そう言って不貞腐れている紫苑先輩はよっぽど焼けるのが嫌らしく、日傘を差してサングラスをしていた。

ちなみにさっき五号館二階の空き教室――部室を出る前にはSPF50+の日焼け止めを塗りたくっていた。

意識の高さに恐れおののいていると、ハッとしたように紫苑先輩は後ろを向く。


「ちょっと真央くん、自分だけ逃げようとしないでくれる?」

「……」


紫苑先輩に首根っこを掴まれて、ちらりとこちらを見た真央くんは、面倒くさいというオーラを全身から醸し出している。
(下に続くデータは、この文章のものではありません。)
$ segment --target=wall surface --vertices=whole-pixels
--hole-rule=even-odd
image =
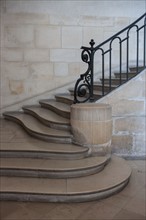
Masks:
[[[98,103],[112,106],[112,151],[124,157],[146,157],[146,70]]]
[[[2,112],[77,79],[85,70],[80,47],[101,43],[146,9],[145,0],[0,4]]]

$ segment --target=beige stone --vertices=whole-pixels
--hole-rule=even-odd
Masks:
[[[53,77],[53,63],[32,63],[30,65],[31,76],[30,79],[42,80],[47,83],[47,80]]]
[[[24,82],[22,80],[10,80],[9,87],[11,94],[18,95],[24,92]]]
[[[115,133],[144,133],[145,118],[144,117],[120,117],[114,119]]]
[[[2,59],[8,62],[23,61],[23,50],[18,48],[2,49]]]
[[[4,24],[48,24],[49,16],[48,14],[42,13],[5,13]]]
[[[115,18],[115,26],[118,28],[125,28],[130,24],[130,19],[128,17],[116,17]]]
[[[5,27],[6,47],[33,47],[34,29],[31,25],[11,25]]]
[[[90,46],[89,42],[94,39],[96,45],[103,42],[103,28],[84,27],[83,28],[83,45]]]
[[[57,14],[57,15],[50,15],[50,24],[51,25],[78,25],[80,21],[80,16],[70,16],[66,14]]]
[[[27,49],[24,50],[24,61],[27,62],[49,62],[48,49]]]
[[[88,146],[91,152],[109,153],[112,136],[111,107],[106,104],[71,106],[74,142]]]
[[[76,49],[51,49],[50,60],[53,62],[79,62],[80,51]]]
[[[8,79],[28,79],[29,64],[27,62],[6,62],[4,73]]]
[[[60,48],[61,28],[55,26],[37,26],[35,29],[37,48]]]
[[[119,153],[121,150],[130,151],[133,147],[132,135],[113,135],[112,136],[112,151]]]
[[[80,24],[83,26],[99,26],[99,27],[105,27],[105,26],[113,26],[114,25],[114,19],[112,17],[106,17],[106,16],[93,16],[93,15],[85,15],[82,16],[82,20],[80,21]]]
[[[135,134],[133,136],[133,151],[138,153],[146,153],[146,135],[145,135],[146,127],[144,133]]]
[[[67,63],[55,63],[54,64],[55,76],[67,76],[68,75],[68,64]]]
[[[81,27],[63,27],[62,28],[62,47],[80,49],[82,45]]]
[[[112,105],[112,112],[114,116],[144,114],[145,113],[145,102],[144,100],[137,100],[137,99],[117,100]]]

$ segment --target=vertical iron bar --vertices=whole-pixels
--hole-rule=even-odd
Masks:
[[[122,81],[122,42],[120,41],[120,85]]]
[[[137,30],[137,53],[136,53],[136,70],[138,73],[138,63],[139,63],[139,30]]]
[[[102,96],[104,96],[104,52],[102,53]]]
[[[91,45],[91,54],[90,54],[90,70],[91,70],[91,87],[90,87],[90,101],[94,101],[94,94],[93,94],[93,84],[94,84],[94,40],[91,39],[90,43]]]
[[[144,19],[144,24],[146,25],[146,17]],[[144,26],[144,56],[143,65],[146,67],[146,26]]]
[[[111,91],[111,74],[112,74],[112,48],[110,44],[110,54],[109,54],[109,91]]]
[[[128,80],[128,72],[129,72],[129,30],[127,32],[127,67],[126,67],[126,78]]]
[[[91,62],[91,90],[90,90],[90,92],[91,92],[91,94],[90,94],[90,101],[94,101],[94,97],[93,97],[93,81],[94,81],[94,79],[93,79],[93,73],[94,73],[94,64],[93,64],[93,51],[91,51],[91,60],[90,60],[90,62]]]

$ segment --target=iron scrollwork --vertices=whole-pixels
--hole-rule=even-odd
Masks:
[[[85,73],[80,75],[74,88],[74,103],[84,103],[93,97],[93,46],[95,42],[91,40],[91,47],[82,47],[81,59],[87,63]]]

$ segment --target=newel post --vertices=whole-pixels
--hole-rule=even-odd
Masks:
[[[89,147],[94,155],[109,155],[112,140],[112,108],[102,103],[71,106],[71,129],[75,144]]]

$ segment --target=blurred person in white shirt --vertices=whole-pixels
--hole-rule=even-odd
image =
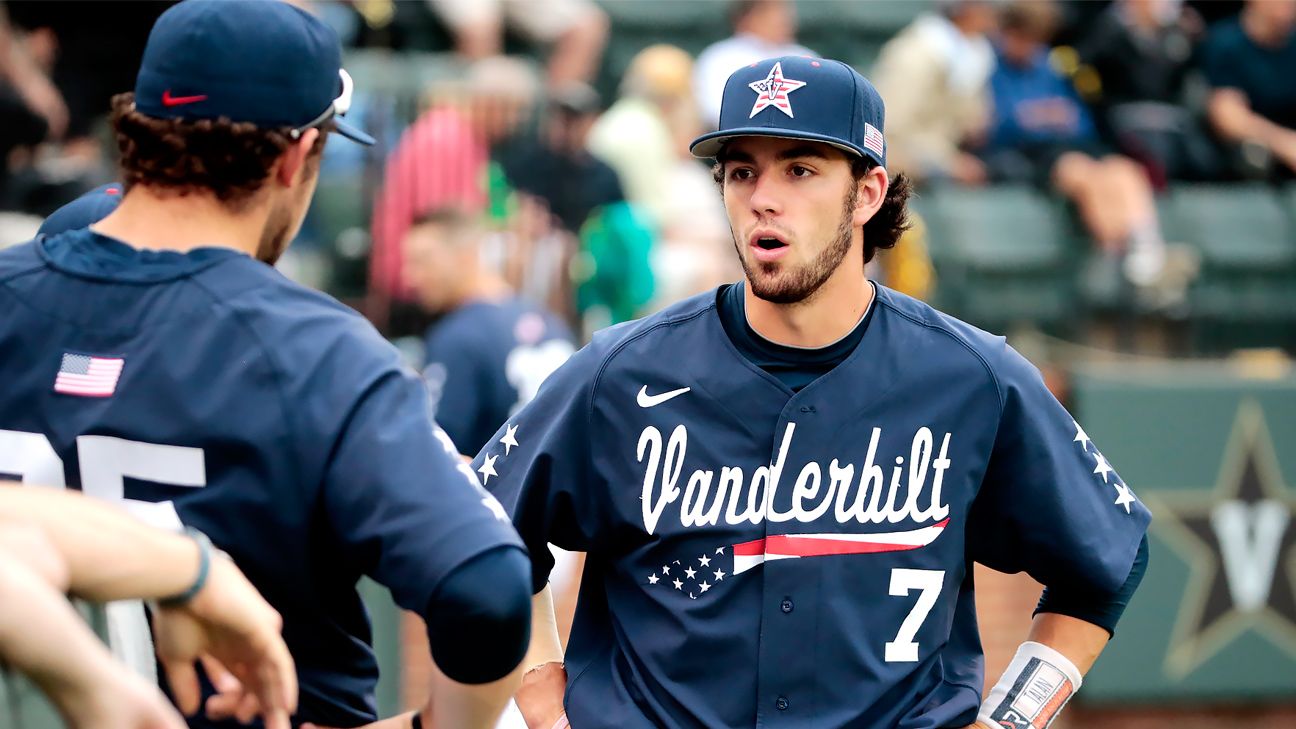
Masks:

眉間に皺を寄せて、不機嫌そうに口をへの字に曲げていた。






「い、いつもこんな感じなんですか?」


真央くんの腕を引っ張りながら歩く紫苑先輩に問いかければ、頷きが返ってくる。


「そうね。活動としては運動部の練習着やユニフォームの洗濯がメインかも」

「な、なるほど。じゃあ文化部とはあんまり関わらない感じですか……?」

「あんまりっていうか、全く関わらないわよ。洗濯するもの無いし」

「そ、そうですか……」


その答えにほっと息を吐いていれば、不思議そうに紫苑先輩が首を傾げた。


「あ、いえ、ちょっと特に意味はないんですけど」

「そう? ならいいけど」


へらりと笑って曖昧に受け流す。と、不意に感じた視線。

そちらへ顔を向けると真央くんがじっと私を睨むように見ていた。

私の心を読んでいるような、探るようなその目つきに背中がぞわりと震えた。


「あ、保健室のものを洗濯することもあるかな」

「え? あ、そ、そうなんですか?」


真央くんからパッと視線を逸らし、紫苑先輩を見上げる。

真央くんはまだ私のほうを見ているような気がしたけれど、その視線から逃げるように紫苑先輩を見た。







「うん。養護教諭の古賀ちゃんって分かる?」

「養護教諭、……魔女先生ですか?」

「あ、知ってるのね」


紫苑先輩はくすくすと笑いながら、そう、と頷く。

噂話に疎い私でも知っている養護教諭の古賀先生。見た感じ若い女の先生だけれど、実は随分長い間この学校の保健室にいるらしく、年齢不詳だそうだ。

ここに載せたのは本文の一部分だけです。